GraphFrames: DataFrame-based Graphs
GraphFrames is a powerful library for graph processing built on Apache Spark DataFrames. It allows users to perform graph analytics, queries, and algorithms like PageRank, connected components, and shortest paths directly using Spark's DataFrame API. The project is actively maintained, with frequent releases. The official Python package on PyPI is `graphframes-py`, and its latest version is 0.11.0.
Warnings
- breaking The official PyPI package name for GraphFrames changed from `graphframes` to `graphframes-py` starting with v0.9.0. The old `graphframes` package on PyPI is severely outdated (v0.6) and should not be used.
- breaking The Maven groupId for the GraphFrames JAR changed from `graphframes` to `io.graphframes` in v0.9.0. This affects how you specify the package with `--packages` in `spark-submit` or in `SparkSession` configurations.
- gotcha GraphFrames is a Spark library and requires a running Spark cluster. Installing the Python package (`graphframes-py`) is not enough; you must also provide the GraphFrames JAR to your Spark runtime. This is typically done via `spark-submit --packages` or `SparkSession.builder.config("spark.jars.packages", ...)`.
- gotcha GraphFrames has strict compatibility requirements with specific versions of Spark and Scala. Using an incompatible GraphFrames JAR version with your Spark distribution will lead to runtime errors.
- breaking Significant API updates occurred in v0.9.0, including changes to the Pregel API and internal implementations of algorithms like Connected Components (CC), Community Detection using Label Propagation (CDLP), and Shortest Paths (SP). Some GraphX-free implementations were introduced.
Install
-
pip install graphframes-py -
spark-submit --packages org.graphframes:graphframes:0.11.0-spark3.5-s_2.12 your_app.py
Imports
- GraphFrame
from graphframes import GraphFrame
Quickstart
from pyspark.sql import SparkSession
from pyspark.sql.functions import lit
from graphframes import GraphFrame
# Create a SparkSession with GraphFrames package
# IMPORTANT: Replace '0.11.0-spark3.5-s_2.12' with the version compatible
# with your Spark and Scala installation. Check GraphFrames docs for details.

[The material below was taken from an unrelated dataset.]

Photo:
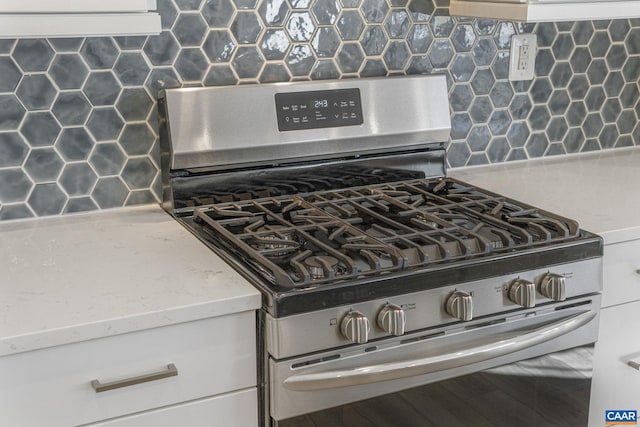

spark = SparkSession.builder \
.appName("GraphFrames Quickstart") \
.config("spark.jars.packages", "org.graphframes:graphframes:0.11.0-spark3.5-s_2.12") \
.getOrCreate()
# Create a Vertex DataFrame
v = spark.createDataFrame([
("a", "Alice", 34),
("b", "Bob", 36),
("c", "Charlie", 30),
("d", "David", 29),
("e", "Esther", 32),
("f", "Fanny", 36)
], ["id", "name", "age"])
# Create an Edge DataFrame
e = spark.createDataFrame([
("a", "b", "friend"),
("b", "c", "follow"),
("c", "b", "follow"),
("f", "c", "follow"),
("e", "f", "follow"),
("e", "d", "friend"),
("d", "a", "friend")
], ["src", "dst", "relationship"])
# Create a GraphFrame
g = GraphFrame(v, e)
# Run PageRank algorithm
results = g.pagerank(resetProbability=0.15, maxIter=5)
results.vertices.select("id", "pagerank").show()
spark.stop()